The project research is an institutional collaboration with Mount Trial Primitive Baptist Church, a historically Black congregation in Florida founded by formerly enslaved Africans and Black Indigenous peoples. The church grounds, cemetery and surrounding Buckhorn community provide a meaningful setting for examining how faith traditions adapt, endure and transform in private and public worship contexts.
Over the grant period, Lester and his research team will:
- Collect oral histories, worship artifacts, sermons and soundscapes.
- Engage intergenerational church members in story circles and listening sessions.
- Build a participatory digital archive.
- Develop frameworks for teaching spirituality across theology, humanities and cultural studies.
- Share findings through community presentations, academic lectures and public-facing resources.

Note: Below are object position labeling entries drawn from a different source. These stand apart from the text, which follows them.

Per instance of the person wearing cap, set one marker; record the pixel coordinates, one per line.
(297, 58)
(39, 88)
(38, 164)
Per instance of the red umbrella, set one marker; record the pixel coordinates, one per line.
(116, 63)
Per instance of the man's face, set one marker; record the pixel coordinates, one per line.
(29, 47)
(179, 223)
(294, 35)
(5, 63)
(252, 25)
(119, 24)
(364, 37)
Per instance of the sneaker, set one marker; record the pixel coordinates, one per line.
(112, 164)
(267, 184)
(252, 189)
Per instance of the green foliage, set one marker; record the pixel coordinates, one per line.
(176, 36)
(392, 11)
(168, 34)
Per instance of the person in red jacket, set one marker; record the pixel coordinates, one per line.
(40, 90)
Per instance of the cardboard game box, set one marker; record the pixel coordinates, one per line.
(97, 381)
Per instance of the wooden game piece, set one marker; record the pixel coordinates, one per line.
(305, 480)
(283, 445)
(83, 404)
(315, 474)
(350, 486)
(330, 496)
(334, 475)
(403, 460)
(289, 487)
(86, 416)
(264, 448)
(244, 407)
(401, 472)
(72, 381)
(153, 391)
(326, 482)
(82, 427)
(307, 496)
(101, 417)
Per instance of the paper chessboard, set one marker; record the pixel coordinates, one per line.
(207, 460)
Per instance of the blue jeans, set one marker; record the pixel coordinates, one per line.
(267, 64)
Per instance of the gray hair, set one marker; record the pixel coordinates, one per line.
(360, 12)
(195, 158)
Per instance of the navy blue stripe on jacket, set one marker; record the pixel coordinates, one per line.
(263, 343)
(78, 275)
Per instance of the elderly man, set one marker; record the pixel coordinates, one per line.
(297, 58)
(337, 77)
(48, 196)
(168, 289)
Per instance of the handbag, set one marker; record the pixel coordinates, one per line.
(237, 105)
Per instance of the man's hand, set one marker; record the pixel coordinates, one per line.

The project advances Lester’s broader scholarly work at the intersections of literature, culture, spirituality, pedagogy and justice, and contributes new models for community-engaged theological research and understanding.
Following completion of the grant, the investigators will share their findings through conference presentations, publications, collaborative reports with partner churches and institutions. A public digital platform will be designed to preserve and expand access to the collected materials. This program is made possible through a Vital Worship, Vital Preaching Grant from the Calvin Institute of Christian Worship in Grand Rapids, Michigan, with funds provided by Lilly Endowment Inc.